Directrice d’école et fière de l’être. Sa vie est rangée, organisée, millimétrée. Elle est occupée, très occupée. Elle a mille choses en tête : les noms et prénoms de centaines d’enfants dans ses classes, ou ceux déjà passés par son école, le visage de leurs parents, les anecdotes de leurs parents. Ses heures libres elle les passe à corriger des copies ou à préparer ses cours. Le dimanche, elle fait un scrabble. Elle connait tous les mots obscurs acceptés au scrabble. Elle connait la définition de AY, KA, ou WU. Elle peut citer 6 mots de 3 lettres commençant par N et acceptés au scrabble NAY  NEE  NEF  NEM  NEO  NES. Parfois le soir, elle reçoit à diner un couple d’amis. Elle s’occupe de sa maison, de son mari, de son fils. Elle est directrice d’école et fière de l’être.

Elle ouvre les yeux. Dans la pénombre de sa minuscule chambre, elle ne distingue rien. Elle ne voit pas ses cheveux gris, un peu trop gras, un poil trop longs, tomber le long de sa chemise de nuit. Elle ne sait plus où elle est. Dans son appartement, dans une chambre d’hôpital, ailleurs ? Et quelle heure peut-il bien être ? Et quel jour de la semaine se lève ? De toutes les façons, tout ça n’a plus d’importance, elle n’attend qu’une chose. Que la mort mette un terme à cette fin de vie sans intérêt, sans joie, sans but, et surtout sans mémoire.

Elle, la jolie Directrice d’école que toute la ville connaissait, enviait et admirait, sénile, perdue dans les pages de son éphéméride, est-on en juin 2012 ? en juin 2009 ?  Elle qui était occupée, si occupée, aujourd’hui assise dans un fauteuil incliné à releveur relax 12h par jour le regard perdu à la fenêtre vers l’immeuble d’en face. Elle qui pouvait avoir mille choses en tête, ne se souvient pas de ce qu’elle a mangé hier soir. Elle qui passait ses heures libres à corriger des copies ou à préparer ses cours, ne sait plus qu’elle doit laver ses habits. Elle qui gérait des centaines d’élèves, ne s’occupe plus de personne, et même plus d’elle-même. Elle était directrice d’école et fière de l’être. De ça, elle s’en souvient encore, pour l’instant. Mais le reste il vaut mieux l’oublier. Autant que sa mémoire la quitte pour de bon, plutôt que de la narguer à revenir par à coups pour lui faire ouvrir les yeux sur ce qu’est devenue sa vie.

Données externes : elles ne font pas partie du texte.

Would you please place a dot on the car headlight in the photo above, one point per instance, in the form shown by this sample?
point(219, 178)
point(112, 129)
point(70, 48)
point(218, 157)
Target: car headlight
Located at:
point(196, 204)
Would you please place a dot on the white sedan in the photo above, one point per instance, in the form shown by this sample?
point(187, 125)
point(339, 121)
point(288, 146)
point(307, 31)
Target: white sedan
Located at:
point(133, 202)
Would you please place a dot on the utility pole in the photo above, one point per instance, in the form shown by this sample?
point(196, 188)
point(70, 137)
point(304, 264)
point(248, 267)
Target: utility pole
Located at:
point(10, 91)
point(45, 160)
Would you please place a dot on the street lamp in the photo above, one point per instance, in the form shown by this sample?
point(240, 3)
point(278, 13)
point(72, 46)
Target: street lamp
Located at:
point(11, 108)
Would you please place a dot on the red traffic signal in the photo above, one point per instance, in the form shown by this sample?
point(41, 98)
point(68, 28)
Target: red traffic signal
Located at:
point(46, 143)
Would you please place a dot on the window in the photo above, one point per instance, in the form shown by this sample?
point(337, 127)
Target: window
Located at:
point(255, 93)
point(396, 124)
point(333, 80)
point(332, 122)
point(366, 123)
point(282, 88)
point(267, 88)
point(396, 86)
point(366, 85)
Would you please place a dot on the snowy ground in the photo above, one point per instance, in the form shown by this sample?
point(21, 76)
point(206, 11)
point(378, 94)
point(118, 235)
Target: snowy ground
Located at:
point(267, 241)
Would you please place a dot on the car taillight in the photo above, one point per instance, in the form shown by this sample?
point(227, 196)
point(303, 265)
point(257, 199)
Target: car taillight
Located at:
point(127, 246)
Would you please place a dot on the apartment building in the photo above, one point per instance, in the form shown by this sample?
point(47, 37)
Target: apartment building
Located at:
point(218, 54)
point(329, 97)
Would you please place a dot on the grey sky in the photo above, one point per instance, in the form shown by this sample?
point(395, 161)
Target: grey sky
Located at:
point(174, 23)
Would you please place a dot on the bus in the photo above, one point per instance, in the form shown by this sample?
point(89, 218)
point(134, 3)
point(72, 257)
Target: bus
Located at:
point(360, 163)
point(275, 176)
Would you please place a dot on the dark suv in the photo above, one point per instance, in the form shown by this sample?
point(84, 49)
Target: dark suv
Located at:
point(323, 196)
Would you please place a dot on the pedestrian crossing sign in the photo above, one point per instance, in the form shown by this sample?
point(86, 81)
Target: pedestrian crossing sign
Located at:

 Si la femme qu’elle était, portait un regard aujourd’hui sur la femme qu’elle est devenue, se reconnaitrait-elle ? Si la femme qu’elle était, savait qu’elle deviendrait la femme qu’elle est, l’aurait-elle seulement cru ? Si la femme qu’elle était avait pu changer quelque chose pour aider la femme qu’elle deviendrait, l’aurait-elle fait ?

Son troisième âge est pour elle aujourd’hui comme un long coup de poignard dans le dos, qui n’en finit pas de tourner et retourner dans les chairs à vif. Une fin de vie qui ne lui offre en souvenir que des larmes sans fin que personne ne voit couler le long de ses fines rides. 

Quand je lui tiens les mains et que je l’embrasse, j’embrasse aussi la jolie Directrice d’école que tout le monde connaissait et admirait.